Outer nuclear membrane protein Kuduk modulates the LINC complex and nuclear envelope architecture

Zhao-Ying Ding  1 Ying-Hsuan Wang  1 Yu-Cheng Huang  1 Myong-Chol Lee  1 Min-Jen Tseng  1 Ya-Hui Chi  2 Min-Lang Huang  3
Affiliations

Outer nuclear membrane protein Kuduk modulates the LINC complex and nuclear envelope architecture

Zhao-Ying Ding et al. J Cell Biol. .

Abstract

Linker of nucleoskeleton and cytoskeleton (LINC) complexes spanning the nuclear envelope (NE) contribute to nucleocytoskeletal force transduction. A few NE proteins have been found to regulate the LINC complex. In this study, we identify one, Kuduk (Kud), which can reside at the outer nuclear membrane and is required for the development of Drosophila melanogaster ovarian follicles and NE morphology of myonuclei.
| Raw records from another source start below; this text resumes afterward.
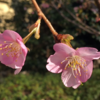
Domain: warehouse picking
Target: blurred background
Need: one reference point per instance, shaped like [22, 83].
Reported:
[80, 18]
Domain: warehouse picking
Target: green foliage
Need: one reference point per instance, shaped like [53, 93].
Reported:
[47, 87]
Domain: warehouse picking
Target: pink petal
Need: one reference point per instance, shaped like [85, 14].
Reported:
[68, 79]
[86, 75]
[61, 47]
[24, 48]
[17, 70]
[6, 60]
[88, 53]
[76, 86]
[10, 35]
[54, 62]
[1, 39]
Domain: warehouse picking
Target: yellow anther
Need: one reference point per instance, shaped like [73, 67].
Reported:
[4, 41]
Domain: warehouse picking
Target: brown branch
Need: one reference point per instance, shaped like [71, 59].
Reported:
[40, 14]
[74, 22]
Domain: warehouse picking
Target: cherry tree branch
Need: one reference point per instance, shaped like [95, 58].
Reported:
[41, 14]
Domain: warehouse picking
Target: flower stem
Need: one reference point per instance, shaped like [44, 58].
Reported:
[40, 14]
[26, 38]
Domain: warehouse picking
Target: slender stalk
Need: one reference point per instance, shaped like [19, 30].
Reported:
[26, 38]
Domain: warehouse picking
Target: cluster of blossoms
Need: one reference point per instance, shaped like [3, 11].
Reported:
[76, 65]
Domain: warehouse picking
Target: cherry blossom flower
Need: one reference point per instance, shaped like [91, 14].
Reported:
[76, 65]
[12, 50]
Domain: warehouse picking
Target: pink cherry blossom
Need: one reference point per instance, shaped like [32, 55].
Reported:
[12, 50]
[76, 65]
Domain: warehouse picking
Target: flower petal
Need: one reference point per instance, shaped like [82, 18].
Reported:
[61, 47]
[54, 62]
[76, 86]
[17, 70]
[10, 35]
[24, 48]
[87, 72]
[88, 53]
[69, 79]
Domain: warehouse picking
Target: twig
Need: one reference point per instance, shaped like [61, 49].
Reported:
[40, 14]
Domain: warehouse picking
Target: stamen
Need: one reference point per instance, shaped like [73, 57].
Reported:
[76, 63]
[12, 49]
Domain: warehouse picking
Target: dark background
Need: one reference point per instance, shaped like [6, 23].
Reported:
[35, 82]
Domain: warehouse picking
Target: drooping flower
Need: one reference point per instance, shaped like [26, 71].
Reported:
[76, 65]
[12, 50]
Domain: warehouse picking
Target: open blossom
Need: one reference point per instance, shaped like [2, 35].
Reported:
[76, 65]
[12, 50]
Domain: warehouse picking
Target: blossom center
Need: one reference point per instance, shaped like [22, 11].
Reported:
[10, 49]
[76, 63]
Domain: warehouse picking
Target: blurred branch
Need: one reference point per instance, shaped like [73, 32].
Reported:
[80, 24]
[78, 20]
[41, 14]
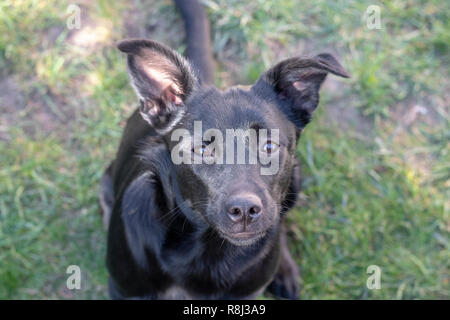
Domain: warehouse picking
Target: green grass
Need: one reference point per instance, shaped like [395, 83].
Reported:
[376, 197]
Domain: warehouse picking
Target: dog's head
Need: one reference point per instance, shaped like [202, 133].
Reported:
[234, 150]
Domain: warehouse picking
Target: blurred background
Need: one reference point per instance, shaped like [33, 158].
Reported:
[375, 158]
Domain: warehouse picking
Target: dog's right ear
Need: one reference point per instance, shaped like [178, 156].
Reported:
[162, 79]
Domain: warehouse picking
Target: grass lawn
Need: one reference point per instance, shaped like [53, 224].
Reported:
[376, 159]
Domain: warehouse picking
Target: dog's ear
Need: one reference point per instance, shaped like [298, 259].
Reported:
[162, 79]
[296, 83]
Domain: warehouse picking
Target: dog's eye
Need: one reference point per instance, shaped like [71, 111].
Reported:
[202, 150]
[270, 147]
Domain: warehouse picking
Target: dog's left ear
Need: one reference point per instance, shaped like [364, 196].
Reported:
[162, 79]
[297, 82]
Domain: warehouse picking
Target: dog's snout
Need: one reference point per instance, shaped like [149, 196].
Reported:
[247, 206]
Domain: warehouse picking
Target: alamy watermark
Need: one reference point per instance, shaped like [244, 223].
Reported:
[73, 282]
[374, 280]
[74, 19]
[372, 17]
[239, 146]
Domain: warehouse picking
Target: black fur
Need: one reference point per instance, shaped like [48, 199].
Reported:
[168, 235]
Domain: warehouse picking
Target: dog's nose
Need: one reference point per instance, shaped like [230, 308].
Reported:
[246, 206]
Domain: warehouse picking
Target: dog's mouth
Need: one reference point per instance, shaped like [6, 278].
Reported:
[242, 238]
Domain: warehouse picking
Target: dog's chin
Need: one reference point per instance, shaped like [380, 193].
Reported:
[243, 238]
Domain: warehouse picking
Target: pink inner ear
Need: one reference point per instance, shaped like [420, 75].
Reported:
[170, 94]
[299, 85]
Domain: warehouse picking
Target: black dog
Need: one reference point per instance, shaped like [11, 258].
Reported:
[205, 231]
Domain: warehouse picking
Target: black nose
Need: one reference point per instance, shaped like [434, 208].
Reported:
[246, 206]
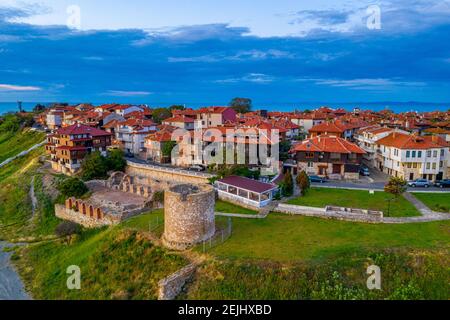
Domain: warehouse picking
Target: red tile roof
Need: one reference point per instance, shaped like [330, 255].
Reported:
[248, 184]
[77, 128]
[411, 141]
[327, 144]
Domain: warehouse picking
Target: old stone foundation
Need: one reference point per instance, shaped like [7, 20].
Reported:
[188, 215]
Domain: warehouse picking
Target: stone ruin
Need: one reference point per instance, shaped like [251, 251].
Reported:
[188, 215]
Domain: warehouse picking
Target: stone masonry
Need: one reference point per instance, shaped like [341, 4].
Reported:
[188, 215]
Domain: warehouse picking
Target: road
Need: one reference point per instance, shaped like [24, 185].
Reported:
[11, 286]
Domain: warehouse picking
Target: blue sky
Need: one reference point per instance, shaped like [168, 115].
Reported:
[204, 51]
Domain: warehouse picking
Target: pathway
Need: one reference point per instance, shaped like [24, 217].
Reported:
[11, 286]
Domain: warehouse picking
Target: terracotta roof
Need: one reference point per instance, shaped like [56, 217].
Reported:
[412, 141]
[326, 143]
[248, 184]
[82, 129]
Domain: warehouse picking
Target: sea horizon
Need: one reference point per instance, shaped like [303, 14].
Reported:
[395, 106]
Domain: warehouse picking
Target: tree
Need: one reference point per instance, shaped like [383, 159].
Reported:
[94, 166]
[241, 105]
[72, 187]
[287, 185]
[161, 114]
[303, 182]
[67, 229]
[116, 160]
[396, 186]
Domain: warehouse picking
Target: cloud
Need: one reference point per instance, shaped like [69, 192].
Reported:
[259, 78]
[119, 93]
[10, 87]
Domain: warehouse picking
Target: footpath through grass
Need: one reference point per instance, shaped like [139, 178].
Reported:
[439, 202]
[293, 238]
[360, 199]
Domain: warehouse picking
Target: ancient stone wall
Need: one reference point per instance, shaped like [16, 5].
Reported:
[161, 178]
[332, 213]
[169, 288]
[189, 215]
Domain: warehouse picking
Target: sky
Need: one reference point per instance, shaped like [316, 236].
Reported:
[204, 51]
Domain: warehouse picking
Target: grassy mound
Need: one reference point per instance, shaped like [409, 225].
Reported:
[404, 275]
[115, 264]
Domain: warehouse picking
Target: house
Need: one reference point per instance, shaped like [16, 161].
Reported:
[215, 116]
[180, 121]
[246, 191]
[131, 133]
[411, 156]
[68, 146]
[329, 156]
[156, 144]
[367, 139]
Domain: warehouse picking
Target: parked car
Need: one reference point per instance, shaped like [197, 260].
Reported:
[443, 183]
[197, 168]
[419, 183]
[364, 171]
[317, 179]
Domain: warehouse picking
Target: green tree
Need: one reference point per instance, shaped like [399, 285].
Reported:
[94, 166]
[116, 160]
[303, 182]
[72, 187]
[241, 105]
[396, 186]
[161, 114]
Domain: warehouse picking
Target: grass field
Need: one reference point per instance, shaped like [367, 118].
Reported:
[12, 144]
[227, 207]
[321, 197]
[294, 238]
[435, 201]
[114, 263]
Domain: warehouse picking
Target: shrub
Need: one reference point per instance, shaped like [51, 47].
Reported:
[72, 187]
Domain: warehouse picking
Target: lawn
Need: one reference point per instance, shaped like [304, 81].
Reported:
[435, 201]
[227, 207]
[294, 238]
[12, 144]
[361, 199]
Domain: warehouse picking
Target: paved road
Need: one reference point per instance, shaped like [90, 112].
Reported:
[11, 286]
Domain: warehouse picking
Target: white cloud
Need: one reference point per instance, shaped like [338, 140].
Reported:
[119, 93]
[10, 87]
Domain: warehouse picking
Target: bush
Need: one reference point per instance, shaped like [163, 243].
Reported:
[94, 166]
[116, 161]
[72, 187]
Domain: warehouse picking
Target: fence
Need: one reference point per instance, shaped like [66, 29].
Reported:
[219, 237]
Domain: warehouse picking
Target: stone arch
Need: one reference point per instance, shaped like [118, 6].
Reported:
[99, 214]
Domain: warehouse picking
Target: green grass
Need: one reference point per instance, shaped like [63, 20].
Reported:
[114, 263]
[435, 201]
[12, 144]
[227, 207]
[360, 199]
[295, 238]
[405, 275]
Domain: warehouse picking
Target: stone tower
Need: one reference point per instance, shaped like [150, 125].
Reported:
[188, 215]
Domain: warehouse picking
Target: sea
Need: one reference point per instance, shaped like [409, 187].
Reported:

Kud associates with LINC complex components in an evolutionarily conserved manner. Loss of Kud increases the level but impairs functioning of the LINC complex. Overexpression of Kud suppresses NE targeting of cytoskeleton-free LINC complexes. Thus, Kud acts as a quality control mechanism for LINC-mediated nucleocytoskeletal connections. Genetic data indicate that Kud also functions independently of the LINC complex. Overexpression of the human orthologue TMEM258 in Drosophila proved functional conservation. These findings expand our understanding of the regulation of LINC complexes and NE architecture.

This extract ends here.